Description:
Taco Bell is seeking to add a savvy Data Engineer to join our growing Data and Analytics team. We are looking for a self-driven Data Engineer proficient with SQL & ETL pipelines who is familiar with Cloud technology preferably AWS and has scripting experience. You will work with cross functional partners and third-party vendors to enrich our customer data assets by acquiring, organizing, and aggregating customer data from various sources to construct a full and accurate 360 view of our customer for use in direct/email marketing, targeted media campaigns and analytics. You will build data pipelines to source, analyze and validate data from internal and external customer data sources.

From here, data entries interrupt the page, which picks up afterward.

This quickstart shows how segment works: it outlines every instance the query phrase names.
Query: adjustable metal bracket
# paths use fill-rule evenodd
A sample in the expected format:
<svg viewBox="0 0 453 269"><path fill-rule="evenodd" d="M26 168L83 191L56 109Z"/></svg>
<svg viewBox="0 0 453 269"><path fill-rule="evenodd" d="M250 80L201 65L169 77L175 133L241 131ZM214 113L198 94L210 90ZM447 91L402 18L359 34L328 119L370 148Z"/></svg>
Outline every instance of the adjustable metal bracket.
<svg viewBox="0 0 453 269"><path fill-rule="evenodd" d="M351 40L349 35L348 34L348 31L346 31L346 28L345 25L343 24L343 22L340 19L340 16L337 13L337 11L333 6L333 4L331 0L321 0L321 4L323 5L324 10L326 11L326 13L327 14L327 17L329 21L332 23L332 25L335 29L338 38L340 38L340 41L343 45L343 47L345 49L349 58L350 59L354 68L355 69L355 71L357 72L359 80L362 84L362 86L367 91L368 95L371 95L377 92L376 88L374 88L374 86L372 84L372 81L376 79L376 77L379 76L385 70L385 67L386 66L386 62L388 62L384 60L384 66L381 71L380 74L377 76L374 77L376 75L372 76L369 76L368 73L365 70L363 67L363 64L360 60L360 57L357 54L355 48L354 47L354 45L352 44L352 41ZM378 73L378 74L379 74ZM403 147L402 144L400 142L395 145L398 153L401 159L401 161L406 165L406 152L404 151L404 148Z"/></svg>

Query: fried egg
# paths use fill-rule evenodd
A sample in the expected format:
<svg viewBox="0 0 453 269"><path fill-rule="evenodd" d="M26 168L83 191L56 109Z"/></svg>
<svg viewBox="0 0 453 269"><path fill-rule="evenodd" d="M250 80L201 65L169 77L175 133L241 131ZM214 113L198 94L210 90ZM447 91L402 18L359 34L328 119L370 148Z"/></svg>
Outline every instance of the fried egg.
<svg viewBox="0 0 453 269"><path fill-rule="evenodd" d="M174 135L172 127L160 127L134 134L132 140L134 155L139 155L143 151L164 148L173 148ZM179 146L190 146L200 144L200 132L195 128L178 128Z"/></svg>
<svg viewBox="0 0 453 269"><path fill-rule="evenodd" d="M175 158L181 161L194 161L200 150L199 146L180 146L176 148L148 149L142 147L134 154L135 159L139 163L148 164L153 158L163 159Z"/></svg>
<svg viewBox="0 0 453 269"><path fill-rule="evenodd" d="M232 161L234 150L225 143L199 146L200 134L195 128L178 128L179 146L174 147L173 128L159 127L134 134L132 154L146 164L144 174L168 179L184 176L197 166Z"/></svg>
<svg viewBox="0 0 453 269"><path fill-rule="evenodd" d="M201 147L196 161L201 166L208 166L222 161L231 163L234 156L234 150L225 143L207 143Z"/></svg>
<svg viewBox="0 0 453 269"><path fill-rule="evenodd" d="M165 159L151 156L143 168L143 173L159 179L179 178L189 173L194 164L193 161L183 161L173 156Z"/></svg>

This is a great opportunity to work on state-of-the-art data products in a friendly and fun environment.
Day To Day
- Design and develop highly scalable and extensible data pipelines from internal and external sources using cloud technology such as AWS, Airflow, Redshift, Snowflake, EMR, DBT.
- Implement new source of truth datasets, in partnership with analytics and business teams.
- Collaborate with data product managers, data scientists, data analysts, and data engineers to document requirements and data specifications.
- Develop, deploy, and maintain serverless data pipelines using Event Bridge, Kinesis, AWS Lambda, S3, and Glue.
- Focus on performance tuning, optimization and scalability to ensure efficiency.
- Build out a robust big data ingestion framework with automation, self-heal capabilities and ability to handle data drifts.
- Adopt automated and manual test strategies to ensure data product quality
- Learn and understand how Taco Bell products work and help build end-to-end solutions.
- Ensure high operational efficiency and quality of your solutions to meet SLAs.
- Actively participate in code reviews and summarize complex data into usable, digestible datasets.
Is This You?
- Bachelor’s degree in analytics, statistics, engineering, math, economics, computer science, information technology or related discipline
- 2+ years professional experience in cloud technologies
- 2 - 5 years of experience designing and delivering large scale, 24-7, mission-critical data pipelines and features using modern cloud data architectures
- 2+ years of hands-on experience in Strong coding skills with Python/Pyspark/Spark and SQL
- 3+ years of hands-on experience in ETL pipeline such as Informatica, AWS Glue, DBT etc.
- 3+ years of experience working in Redshift, Snowflake or other relevant databases.
- Expert knowledge in writing complex SQL and ETL development with experience processing extremely large datasets using batch and real time streaming.
- Demonstrated ability to analyze large data sets to identify gaps and inconsistencies, provide data insights, and advance effective product solutions
- Experience integrating data using streaming technologies such as Kinesis Firehose, Kafka
- Experience with AWS Ecosystem, especially Lambda, Redshift, Athena, DynamoDB, Airflow and S3
- Experience integrating data from multiple data sources and file types such as JSON, Parquet, Iceberg formats.
- Experience supporting and working with cross-functional teams in a dynamic environment
- Strong quantitative and communication skill
- Experience with CI/CD tools like Gitlab, Terraform
- Good To Have:
- Proficiency with automated testing using tools like pytest
- Experience contributing to full lifecycle deployments with a focus on testing and quality.
- Experience with data quality processes, data quality checks, validations, data quality metrics definition and measurement
- Experience in data quality tools such as Informatica DQ or similar.